Während der ersten Staffel war «The Good Wife» ein überraschender Kritikerliebling, der mit starkem Spiel seiner Darsteller und realistischen, wenn auch manchmal klischeehaften, Geschichten überzeugen konnte. Während der zweiten Staffel stieg die Serie in die Topliga der US-Serien auf und wird seitdem als Hoffnung des Networkfernsehens gesehen: Ist es tatsächlich noch möglich, gut gemachtes und geschriebenes Fernsehen auf die Bildschirme zu bringen, ohne die Zuschauer mit Langeweile und Unwichtigkeiten zu nerven? Gibt es mit «The Good Wife» tatsächlich eine Serie, welche ihre Zuschauer fordert, ohne wie «Lost» in unendlichen Mysterien abzuschweifen?

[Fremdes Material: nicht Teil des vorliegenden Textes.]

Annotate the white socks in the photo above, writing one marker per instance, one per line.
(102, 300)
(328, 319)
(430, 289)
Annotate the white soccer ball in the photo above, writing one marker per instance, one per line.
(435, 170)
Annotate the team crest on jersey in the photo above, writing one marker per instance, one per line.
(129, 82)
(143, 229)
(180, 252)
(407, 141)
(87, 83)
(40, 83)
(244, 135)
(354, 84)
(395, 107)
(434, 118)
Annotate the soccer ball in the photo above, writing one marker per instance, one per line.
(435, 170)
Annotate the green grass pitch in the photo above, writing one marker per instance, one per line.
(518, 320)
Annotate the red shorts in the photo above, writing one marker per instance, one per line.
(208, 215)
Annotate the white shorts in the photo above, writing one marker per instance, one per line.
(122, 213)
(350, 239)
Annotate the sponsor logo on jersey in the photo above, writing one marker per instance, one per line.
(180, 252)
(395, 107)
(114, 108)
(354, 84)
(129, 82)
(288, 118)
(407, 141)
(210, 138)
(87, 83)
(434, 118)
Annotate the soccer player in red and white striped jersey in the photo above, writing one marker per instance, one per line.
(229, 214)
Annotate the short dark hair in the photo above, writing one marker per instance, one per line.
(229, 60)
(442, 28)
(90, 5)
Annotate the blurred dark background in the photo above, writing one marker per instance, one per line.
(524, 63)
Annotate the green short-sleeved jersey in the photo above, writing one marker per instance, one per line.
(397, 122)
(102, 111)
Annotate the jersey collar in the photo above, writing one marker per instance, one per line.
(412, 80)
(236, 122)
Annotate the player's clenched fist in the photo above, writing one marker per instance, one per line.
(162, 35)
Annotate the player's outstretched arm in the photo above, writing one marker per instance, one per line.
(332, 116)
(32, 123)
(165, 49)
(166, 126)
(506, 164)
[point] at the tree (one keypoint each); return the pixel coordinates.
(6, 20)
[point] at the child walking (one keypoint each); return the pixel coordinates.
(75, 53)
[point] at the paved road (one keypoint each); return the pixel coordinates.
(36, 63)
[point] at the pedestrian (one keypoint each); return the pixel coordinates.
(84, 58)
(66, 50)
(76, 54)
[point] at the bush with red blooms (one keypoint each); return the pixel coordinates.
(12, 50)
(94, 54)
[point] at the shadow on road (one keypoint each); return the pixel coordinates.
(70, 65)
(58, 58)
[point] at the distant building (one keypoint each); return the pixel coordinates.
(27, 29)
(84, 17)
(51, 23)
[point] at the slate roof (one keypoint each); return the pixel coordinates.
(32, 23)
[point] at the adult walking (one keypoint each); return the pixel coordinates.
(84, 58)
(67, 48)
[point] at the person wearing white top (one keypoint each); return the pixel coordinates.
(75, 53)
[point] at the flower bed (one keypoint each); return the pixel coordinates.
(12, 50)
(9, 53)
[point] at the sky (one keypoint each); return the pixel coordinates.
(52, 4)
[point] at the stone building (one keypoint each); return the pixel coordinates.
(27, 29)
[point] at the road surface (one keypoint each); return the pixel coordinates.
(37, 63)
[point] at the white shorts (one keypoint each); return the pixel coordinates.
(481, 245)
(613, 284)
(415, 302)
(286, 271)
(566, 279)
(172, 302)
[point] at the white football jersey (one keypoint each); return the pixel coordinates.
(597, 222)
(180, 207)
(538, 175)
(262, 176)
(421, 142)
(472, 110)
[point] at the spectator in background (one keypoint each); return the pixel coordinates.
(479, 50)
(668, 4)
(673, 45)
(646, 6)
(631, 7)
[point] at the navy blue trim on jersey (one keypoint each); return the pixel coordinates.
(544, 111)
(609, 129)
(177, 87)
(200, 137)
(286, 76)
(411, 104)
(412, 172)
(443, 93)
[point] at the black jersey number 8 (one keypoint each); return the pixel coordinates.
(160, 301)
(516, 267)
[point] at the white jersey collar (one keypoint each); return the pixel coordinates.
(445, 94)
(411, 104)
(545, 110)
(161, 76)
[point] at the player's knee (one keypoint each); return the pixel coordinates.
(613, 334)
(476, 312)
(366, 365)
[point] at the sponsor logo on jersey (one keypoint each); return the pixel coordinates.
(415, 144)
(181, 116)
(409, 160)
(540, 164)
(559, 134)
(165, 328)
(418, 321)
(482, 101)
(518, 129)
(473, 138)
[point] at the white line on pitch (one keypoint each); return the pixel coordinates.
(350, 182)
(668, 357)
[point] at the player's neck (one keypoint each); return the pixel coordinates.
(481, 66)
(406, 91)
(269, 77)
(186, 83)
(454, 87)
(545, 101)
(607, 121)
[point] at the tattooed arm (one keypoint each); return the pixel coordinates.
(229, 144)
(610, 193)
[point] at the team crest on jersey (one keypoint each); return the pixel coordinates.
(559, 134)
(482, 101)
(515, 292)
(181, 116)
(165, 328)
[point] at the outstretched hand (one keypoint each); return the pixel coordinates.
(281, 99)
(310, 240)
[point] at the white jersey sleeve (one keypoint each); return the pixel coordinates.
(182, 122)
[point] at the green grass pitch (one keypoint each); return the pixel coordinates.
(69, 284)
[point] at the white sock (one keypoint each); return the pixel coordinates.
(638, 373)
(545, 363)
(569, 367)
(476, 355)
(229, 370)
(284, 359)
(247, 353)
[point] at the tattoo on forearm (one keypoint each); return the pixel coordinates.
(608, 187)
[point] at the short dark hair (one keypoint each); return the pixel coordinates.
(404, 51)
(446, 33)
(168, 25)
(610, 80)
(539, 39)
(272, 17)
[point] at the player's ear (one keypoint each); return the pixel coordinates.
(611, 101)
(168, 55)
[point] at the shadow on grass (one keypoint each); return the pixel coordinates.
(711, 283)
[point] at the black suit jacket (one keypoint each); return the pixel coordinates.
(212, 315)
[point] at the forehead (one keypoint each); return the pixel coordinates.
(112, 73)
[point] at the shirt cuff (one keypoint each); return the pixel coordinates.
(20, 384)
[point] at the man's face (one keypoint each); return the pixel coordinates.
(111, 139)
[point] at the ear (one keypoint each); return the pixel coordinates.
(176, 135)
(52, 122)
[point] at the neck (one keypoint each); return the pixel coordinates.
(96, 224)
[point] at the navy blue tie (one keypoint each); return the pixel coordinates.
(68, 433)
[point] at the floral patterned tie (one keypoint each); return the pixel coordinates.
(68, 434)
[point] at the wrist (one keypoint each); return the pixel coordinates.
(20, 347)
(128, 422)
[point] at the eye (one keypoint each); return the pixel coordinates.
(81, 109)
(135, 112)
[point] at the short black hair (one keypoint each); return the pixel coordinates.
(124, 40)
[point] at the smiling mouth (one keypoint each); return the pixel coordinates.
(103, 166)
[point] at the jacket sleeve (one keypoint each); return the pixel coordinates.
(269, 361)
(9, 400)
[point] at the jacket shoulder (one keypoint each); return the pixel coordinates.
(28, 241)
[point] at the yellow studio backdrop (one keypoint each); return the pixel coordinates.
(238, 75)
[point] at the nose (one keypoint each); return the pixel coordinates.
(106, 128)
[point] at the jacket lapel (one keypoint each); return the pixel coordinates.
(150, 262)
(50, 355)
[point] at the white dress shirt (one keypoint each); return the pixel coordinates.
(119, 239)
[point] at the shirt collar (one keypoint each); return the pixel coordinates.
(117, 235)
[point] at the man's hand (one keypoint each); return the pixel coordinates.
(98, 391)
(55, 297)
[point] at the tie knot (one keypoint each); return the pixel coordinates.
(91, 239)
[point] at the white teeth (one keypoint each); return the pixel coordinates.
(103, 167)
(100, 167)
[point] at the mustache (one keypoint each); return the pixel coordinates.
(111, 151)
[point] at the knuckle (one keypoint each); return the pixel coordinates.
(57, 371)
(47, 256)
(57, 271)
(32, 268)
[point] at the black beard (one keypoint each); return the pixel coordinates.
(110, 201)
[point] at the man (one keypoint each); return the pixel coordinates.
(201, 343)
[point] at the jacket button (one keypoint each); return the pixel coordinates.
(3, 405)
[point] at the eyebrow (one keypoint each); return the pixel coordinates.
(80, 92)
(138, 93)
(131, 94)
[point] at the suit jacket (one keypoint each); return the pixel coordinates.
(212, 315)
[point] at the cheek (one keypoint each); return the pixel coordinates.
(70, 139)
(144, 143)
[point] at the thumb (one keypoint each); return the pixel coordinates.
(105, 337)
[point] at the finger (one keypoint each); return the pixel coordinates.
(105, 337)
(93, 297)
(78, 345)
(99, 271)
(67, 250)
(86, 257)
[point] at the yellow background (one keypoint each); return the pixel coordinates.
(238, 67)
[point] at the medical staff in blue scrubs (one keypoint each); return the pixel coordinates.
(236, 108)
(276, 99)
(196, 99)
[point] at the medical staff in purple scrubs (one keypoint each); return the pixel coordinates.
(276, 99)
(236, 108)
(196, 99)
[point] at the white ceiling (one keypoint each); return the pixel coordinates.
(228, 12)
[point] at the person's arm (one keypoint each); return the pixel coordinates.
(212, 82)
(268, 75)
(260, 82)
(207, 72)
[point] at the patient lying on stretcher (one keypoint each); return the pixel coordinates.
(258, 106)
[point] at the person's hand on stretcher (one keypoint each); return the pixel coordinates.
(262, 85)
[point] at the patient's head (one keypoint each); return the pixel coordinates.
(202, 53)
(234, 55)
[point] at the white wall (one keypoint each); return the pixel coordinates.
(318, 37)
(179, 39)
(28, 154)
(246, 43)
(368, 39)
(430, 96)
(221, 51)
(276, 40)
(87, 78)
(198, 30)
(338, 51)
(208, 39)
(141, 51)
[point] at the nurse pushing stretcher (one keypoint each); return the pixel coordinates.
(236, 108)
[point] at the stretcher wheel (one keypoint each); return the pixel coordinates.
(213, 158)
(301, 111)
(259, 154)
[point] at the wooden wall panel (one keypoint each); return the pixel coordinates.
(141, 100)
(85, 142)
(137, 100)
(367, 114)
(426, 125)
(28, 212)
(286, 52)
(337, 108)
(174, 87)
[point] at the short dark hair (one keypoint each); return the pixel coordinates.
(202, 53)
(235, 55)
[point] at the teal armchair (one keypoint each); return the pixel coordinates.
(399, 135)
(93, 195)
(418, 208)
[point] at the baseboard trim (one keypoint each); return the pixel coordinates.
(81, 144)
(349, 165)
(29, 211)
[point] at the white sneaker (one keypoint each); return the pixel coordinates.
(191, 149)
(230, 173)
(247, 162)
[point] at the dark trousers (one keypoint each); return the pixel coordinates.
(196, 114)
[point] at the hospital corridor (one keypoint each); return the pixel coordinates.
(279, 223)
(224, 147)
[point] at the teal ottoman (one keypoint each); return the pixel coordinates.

Die vom Ehepaar Robert und Michelle King entwickelte Serie befindet sich inzwischen in ihrer dritten Staffel, und setzt dort an, wo die zweite aufgehört hat: Mit Alicia und Will in einer Quasi-Beziehung; mit PR- und Krisenmanager Eli Gold, der nun firmenintern die Lockhart/Gardner-Krisenherde regelt; mit Peter als Staatsanwalt; sowie den üblichen kleinen Storys, welche die einzelnen Episoden bestimmen. «The Good Wife» hat von seiner Magie im dritten Jahr fast nichts verloren, muss allerdings einen Weg finden, wie zwei grundverschiedene Geschichten in den Episoden zusammengefügt werden können. In den ersten beiden Staffeln bestand das 2-Geschichten-Schema aus den einzelnen rechtlichen Fällen sowie der Entwicklung von Peter vom Opfer eines Skandals zum Gefängnisinsassen zum Staatsanwalt. Da die Wahl mit den finalen Folgen der zweiten Staffel nun vorbei ist, mussten neue Geschichten entwickelt werden. Mit Eli Gold scheint die Lösung gefunden worden zu sein.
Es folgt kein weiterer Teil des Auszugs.